Page from the Past

From the archives of Rural Cooperatives

From the June 1960 issue of
News for Farmer Cooperatives

Farmers Exchange grows steadily over 30 years
Thirty years ago, in March 1930, 400 farmers organized the Farmers Mutual Exchange, Durham, N.C., with $1,400 in operating capital and a $10,000 line of credit. Since renamed Central Carolina Farmers Exchange Inc., this cooperative in 1959 did over $21 million worth of business for its members and patrons. Marketing services accounted for $10 million and purchasing for $11 million of its business.

Over the years, the Exchange has added services to meet its members’ needs. Through its eight service stores, farmers market hundreds of thousands of dollars worth of grain every year. These farmers own a total of 200,000 bushels of grain storage at Durham, Oxford, Roxboro and Siler City. They own and operate three feed mills: one at Durham, one at Siler City and a new custom-grinding and grain-storage mill at Oxford with push button operation.

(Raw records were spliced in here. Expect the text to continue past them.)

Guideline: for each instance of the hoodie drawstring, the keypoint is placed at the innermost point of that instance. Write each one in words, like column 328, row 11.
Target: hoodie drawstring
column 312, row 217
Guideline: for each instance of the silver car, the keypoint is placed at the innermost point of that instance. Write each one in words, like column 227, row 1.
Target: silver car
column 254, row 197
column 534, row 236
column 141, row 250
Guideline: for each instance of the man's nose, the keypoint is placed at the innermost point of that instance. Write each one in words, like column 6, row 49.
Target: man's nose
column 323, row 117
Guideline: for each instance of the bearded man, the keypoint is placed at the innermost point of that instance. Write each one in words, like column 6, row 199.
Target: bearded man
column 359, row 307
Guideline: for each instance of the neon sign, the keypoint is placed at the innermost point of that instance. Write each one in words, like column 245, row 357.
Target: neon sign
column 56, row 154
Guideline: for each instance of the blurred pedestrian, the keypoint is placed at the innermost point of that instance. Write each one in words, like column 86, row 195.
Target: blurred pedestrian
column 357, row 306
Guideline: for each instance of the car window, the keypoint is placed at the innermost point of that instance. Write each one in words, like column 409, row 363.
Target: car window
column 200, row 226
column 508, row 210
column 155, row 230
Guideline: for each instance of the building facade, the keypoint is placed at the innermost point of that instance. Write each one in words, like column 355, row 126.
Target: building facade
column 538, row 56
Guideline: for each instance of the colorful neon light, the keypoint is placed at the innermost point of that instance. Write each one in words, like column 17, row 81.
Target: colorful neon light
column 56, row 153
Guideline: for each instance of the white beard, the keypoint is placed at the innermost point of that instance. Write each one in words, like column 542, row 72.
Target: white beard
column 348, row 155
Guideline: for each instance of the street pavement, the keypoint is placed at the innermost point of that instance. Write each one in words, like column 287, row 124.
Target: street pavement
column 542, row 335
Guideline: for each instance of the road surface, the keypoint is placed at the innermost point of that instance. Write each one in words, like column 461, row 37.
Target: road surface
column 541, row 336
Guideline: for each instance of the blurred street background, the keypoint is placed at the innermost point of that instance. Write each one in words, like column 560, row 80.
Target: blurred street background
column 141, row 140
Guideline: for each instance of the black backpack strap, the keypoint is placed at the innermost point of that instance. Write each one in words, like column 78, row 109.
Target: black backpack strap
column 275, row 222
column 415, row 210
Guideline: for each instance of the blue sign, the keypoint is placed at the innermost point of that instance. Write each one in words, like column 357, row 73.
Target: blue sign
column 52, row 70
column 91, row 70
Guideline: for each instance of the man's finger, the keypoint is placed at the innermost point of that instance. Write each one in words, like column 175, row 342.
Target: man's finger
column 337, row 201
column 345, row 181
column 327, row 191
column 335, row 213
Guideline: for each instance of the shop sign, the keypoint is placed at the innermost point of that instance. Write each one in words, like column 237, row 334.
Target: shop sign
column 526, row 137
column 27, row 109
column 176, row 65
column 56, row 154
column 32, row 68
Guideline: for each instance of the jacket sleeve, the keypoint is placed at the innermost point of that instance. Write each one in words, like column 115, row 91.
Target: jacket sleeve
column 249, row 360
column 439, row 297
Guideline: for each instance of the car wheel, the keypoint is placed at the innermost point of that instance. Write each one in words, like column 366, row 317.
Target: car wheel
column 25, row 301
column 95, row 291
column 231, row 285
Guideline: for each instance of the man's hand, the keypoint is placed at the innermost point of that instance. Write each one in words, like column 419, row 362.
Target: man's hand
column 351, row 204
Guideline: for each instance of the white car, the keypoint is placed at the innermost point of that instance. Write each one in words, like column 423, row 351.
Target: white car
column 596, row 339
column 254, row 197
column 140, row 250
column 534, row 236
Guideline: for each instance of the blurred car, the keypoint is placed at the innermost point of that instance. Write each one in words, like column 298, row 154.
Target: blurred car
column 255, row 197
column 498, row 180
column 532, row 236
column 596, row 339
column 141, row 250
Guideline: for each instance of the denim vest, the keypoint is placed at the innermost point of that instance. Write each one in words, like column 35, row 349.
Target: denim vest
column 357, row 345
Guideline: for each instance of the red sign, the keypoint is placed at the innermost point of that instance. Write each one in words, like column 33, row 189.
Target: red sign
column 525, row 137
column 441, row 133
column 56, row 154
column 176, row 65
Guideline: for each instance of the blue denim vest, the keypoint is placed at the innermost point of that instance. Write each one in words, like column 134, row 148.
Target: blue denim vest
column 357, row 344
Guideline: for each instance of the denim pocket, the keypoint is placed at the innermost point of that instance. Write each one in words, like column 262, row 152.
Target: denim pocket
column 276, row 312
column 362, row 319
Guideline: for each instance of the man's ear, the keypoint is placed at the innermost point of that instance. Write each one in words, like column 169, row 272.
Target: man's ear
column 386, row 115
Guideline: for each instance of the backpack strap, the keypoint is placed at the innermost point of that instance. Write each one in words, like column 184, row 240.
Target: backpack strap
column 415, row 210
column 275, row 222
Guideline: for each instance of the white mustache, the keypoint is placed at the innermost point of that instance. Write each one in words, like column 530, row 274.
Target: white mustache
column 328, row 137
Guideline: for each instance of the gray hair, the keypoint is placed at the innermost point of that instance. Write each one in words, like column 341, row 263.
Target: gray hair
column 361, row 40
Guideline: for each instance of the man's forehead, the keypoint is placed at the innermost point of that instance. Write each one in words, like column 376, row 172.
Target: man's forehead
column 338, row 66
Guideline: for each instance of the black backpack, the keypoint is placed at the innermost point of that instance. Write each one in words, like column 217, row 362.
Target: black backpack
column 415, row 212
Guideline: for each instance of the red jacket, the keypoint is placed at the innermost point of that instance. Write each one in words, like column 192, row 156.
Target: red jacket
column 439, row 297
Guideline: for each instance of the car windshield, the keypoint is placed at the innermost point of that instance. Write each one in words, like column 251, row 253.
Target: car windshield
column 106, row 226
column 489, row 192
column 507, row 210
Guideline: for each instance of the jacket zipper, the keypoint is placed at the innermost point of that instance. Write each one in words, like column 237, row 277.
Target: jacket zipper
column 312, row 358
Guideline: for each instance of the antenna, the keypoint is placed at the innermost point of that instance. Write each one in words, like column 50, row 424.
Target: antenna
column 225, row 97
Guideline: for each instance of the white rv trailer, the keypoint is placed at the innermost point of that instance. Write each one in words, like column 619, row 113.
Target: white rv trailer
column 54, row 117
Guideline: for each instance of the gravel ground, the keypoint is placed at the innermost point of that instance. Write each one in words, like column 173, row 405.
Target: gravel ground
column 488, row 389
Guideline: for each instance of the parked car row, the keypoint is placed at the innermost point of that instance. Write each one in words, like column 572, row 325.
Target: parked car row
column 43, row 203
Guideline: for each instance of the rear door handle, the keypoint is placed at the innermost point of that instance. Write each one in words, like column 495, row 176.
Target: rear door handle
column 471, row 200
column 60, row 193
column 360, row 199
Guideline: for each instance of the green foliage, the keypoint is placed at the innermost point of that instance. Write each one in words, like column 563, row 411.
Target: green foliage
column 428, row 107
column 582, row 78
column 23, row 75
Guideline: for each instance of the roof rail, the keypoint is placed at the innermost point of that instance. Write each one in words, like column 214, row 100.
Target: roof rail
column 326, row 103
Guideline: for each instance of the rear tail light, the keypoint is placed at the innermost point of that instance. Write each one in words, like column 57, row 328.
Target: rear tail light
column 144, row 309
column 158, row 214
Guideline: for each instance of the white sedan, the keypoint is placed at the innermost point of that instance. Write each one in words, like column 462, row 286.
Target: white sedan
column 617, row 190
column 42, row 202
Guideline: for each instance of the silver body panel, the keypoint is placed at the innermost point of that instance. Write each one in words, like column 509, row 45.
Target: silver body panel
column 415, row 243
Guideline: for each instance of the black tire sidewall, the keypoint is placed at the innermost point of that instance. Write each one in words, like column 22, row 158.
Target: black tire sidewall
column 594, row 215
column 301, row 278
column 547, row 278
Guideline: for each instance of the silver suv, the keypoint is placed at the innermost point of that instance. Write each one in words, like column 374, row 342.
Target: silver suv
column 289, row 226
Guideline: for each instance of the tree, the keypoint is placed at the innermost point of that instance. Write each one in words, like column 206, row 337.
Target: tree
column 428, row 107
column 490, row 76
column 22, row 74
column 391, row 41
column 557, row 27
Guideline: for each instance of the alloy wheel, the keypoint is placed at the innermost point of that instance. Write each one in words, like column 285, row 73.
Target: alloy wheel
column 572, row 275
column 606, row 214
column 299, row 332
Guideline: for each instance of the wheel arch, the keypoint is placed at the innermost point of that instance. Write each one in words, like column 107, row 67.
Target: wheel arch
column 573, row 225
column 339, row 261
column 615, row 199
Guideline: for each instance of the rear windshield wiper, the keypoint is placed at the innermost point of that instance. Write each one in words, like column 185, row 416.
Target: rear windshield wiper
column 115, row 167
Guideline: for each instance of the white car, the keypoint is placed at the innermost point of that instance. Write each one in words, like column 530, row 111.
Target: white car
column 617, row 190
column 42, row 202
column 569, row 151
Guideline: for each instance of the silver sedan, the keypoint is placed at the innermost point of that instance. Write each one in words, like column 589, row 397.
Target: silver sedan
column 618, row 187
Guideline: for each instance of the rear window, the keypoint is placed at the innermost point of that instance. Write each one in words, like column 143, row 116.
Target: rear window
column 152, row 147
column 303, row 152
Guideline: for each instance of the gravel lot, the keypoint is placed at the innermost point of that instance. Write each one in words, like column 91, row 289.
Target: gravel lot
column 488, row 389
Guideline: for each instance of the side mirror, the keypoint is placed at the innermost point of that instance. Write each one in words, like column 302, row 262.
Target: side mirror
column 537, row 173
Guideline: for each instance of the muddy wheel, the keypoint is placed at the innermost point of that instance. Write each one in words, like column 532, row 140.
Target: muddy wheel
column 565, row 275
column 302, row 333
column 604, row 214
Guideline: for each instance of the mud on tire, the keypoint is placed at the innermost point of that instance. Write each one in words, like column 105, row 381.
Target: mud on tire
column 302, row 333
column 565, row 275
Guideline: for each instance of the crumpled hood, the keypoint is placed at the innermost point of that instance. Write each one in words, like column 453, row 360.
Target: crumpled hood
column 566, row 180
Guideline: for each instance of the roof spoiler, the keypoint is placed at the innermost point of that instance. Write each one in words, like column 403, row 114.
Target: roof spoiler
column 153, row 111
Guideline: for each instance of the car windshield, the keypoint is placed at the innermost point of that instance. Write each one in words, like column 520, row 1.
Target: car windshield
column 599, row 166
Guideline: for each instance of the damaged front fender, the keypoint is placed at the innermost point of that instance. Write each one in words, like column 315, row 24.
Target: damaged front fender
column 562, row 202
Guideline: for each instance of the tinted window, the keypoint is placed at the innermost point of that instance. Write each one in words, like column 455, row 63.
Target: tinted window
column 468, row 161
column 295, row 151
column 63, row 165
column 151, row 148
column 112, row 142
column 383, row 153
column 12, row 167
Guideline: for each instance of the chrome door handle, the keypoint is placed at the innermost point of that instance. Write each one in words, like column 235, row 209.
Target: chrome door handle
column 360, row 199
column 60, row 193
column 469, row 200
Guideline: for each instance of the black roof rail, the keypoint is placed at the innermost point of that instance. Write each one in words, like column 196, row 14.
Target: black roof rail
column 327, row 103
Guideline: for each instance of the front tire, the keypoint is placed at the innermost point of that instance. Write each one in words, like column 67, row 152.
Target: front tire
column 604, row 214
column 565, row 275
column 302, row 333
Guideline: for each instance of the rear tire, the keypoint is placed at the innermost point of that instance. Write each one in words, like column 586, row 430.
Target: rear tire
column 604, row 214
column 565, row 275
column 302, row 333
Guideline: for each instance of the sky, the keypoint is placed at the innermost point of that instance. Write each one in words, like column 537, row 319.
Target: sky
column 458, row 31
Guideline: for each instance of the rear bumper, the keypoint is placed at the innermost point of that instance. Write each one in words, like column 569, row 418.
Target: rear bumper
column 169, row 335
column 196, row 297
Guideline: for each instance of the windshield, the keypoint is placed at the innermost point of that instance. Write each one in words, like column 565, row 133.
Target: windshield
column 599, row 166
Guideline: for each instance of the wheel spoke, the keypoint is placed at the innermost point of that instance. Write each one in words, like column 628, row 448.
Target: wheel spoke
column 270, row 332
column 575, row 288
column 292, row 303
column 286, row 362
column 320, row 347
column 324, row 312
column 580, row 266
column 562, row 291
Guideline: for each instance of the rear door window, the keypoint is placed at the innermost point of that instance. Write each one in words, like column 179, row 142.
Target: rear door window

In 1959 the co-op sold more than $2.2 million worth of livestock for its members. At its well-equipped livestock market, it also operates an approved slaughter house and refrigerated chilling services.

Its hatchery, with a capacity of 200,000 chicks a week, furnishes over $1 million worth of hatching eggs a year and supplies over 8 million chicks to broiler and market egg producers. Net investment of the 12,000 farmer members of the Exchange amounts to nearly $3.6 million.

From the May/June 2000 issue of
Rural Cooperatives

Saving an industry: plant closure leads
Michigan growers to form turkey co-op

When the 25 turkey growers supplying the Sara Lee plant in Zeeland, Mich., received notice that they no longer had a market for their birds, tough decisions had to be made. With no local market, these growers had to act quickly or suffer great losses due to transportation costs.

Like most farmers, these growers had weathered tight times in recent years. For some, the closure notice was the final hurdle and they left the business. But for 15 of them, this was just another challenge — another chance — to gain control of their business.

“It was really a blessing in disguise,” says Dan Lennon, chief executive officer and plant manager. “Many of the growers knew they would be better off and have more security if they owned their own processing facility. But until they actually lost their market, the option wasn’t seriously considered.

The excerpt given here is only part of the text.